Jeremy Paltiel: That is a good question. I think it depends on the observer. I think China’s image along the Belt and Road is improving, but I don’t know whether the image of China has improved in Western Europe. But with the implementation of the Belt and Road, China’s image is improving.

The views of Latin American people are more complicated. For some people, the image of China has improved, while for others, it has deteriorated. Many people do not understand how China should act as a global power. There’s nothing that can be done to change this. A suitable analogy is that China is an elephant and other countries are mice. Everything the elephant does can affect the mice individually. Even if the elephant ignores a mouse, it can cause him great harm inadvertently. China does not intend to harm other countries. This effect only exists because China is a global power. China must be fully aware of its position and take precautionary measures.

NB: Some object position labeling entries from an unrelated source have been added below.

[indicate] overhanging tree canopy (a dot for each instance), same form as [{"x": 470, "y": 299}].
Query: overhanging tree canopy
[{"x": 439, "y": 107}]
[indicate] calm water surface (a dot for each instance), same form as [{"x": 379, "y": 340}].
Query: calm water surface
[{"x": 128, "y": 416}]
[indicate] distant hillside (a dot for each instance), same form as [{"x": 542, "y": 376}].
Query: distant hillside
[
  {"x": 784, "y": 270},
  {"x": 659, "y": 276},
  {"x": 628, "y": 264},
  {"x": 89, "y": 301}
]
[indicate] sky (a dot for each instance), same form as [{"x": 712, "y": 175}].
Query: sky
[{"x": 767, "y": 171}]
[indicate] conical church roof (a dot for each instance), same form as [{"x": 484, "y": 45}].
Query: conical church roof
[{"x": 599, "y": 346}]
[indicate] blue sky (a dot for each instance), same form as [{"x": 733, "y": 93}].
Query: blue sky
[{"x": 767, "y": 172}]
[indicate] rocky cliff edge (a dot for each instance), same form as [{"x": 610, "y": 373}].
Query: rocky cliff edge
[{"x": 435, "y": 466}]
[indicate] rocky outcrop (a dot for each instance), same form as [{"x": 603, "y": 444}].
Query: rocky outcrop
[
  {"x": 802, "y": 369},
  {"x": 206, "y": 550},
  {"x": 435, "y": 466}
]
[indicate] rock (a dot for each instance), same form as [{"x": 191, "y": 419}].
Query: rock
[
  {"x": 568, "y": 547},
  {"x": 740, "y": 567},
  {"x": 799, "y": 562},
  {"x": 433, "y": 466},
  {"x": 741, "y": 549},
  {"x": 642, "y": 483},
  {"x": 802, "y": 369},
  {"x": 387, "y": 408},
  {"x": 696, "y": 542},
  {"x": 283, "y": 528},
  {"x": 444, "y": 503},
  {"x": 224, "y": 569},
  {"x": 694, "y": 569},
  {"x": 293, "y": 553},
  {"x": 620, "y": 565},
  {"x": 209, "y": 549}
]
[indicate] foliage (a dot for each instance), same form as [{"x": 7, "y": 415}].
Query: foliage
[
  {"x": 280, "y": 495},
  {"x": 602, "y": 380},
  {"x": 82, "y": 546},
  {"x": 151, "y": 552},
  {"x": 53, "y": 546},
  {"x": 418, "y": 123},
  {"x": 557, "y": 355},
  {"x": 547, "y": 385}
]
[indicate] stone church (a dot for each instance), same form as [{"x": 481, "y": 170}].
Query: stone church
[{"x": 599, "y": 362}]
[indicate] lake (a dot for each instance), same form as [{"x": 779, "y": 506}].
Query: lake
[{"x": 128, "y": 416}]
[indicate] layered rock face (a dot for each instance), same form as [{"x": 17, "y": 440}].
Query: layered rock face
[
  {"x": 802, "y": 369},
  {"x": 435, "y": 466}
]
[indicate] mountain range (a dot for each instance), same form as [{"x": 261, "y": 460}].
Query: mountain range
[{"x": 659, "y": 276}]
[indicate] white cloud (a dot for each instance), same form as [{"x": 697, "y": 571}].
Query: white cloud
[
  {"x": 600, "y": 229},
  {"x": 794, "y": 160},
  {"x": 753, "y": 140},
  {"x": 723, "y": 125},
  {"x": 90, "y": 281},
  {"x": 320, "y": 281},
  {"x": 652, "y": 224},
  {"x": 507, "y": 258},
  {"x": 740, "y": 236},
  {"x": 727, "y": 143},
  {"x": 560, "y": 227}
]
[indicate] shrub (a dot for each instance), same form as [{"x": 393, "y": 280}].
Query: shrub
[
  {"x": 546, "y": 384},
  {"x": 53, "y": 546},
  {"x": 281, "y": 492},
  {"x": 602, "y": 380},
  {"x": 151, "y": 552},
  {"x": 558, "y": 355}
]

Personally, I like China. Although I sometimes criticize the Chinese government, I still think that China is an important contributor to world stability. Canadians and Westerners should acknowledge this. For some reason, China’s contribution to world peace has not received enough attention. Canadian media report more about the threat posed by China. In fact, China has made a great contribution to world peace because it is the pursuit of Chinese leaders.

For the Belt and Road Initiative, I think success stories should be told by host countries, not just by China.

For example, Ethiopia is one of the fastest growing countries in the world because of progressively improved domestic governance and help from China.

But, to put it mildly, Ethiopia is inland and does not want to rely solely on the railways built by China in Djibouti to develop maritime transport. Therefore, although conflict with Eritrea has existed for more than 20 years, the two countries have recently chosen to reconcile. The fact that they do not want to rely entirely on China has promoted the reconciliation process between the two countries, which is beneficial to the people of the two countries, the region and even to the entire world.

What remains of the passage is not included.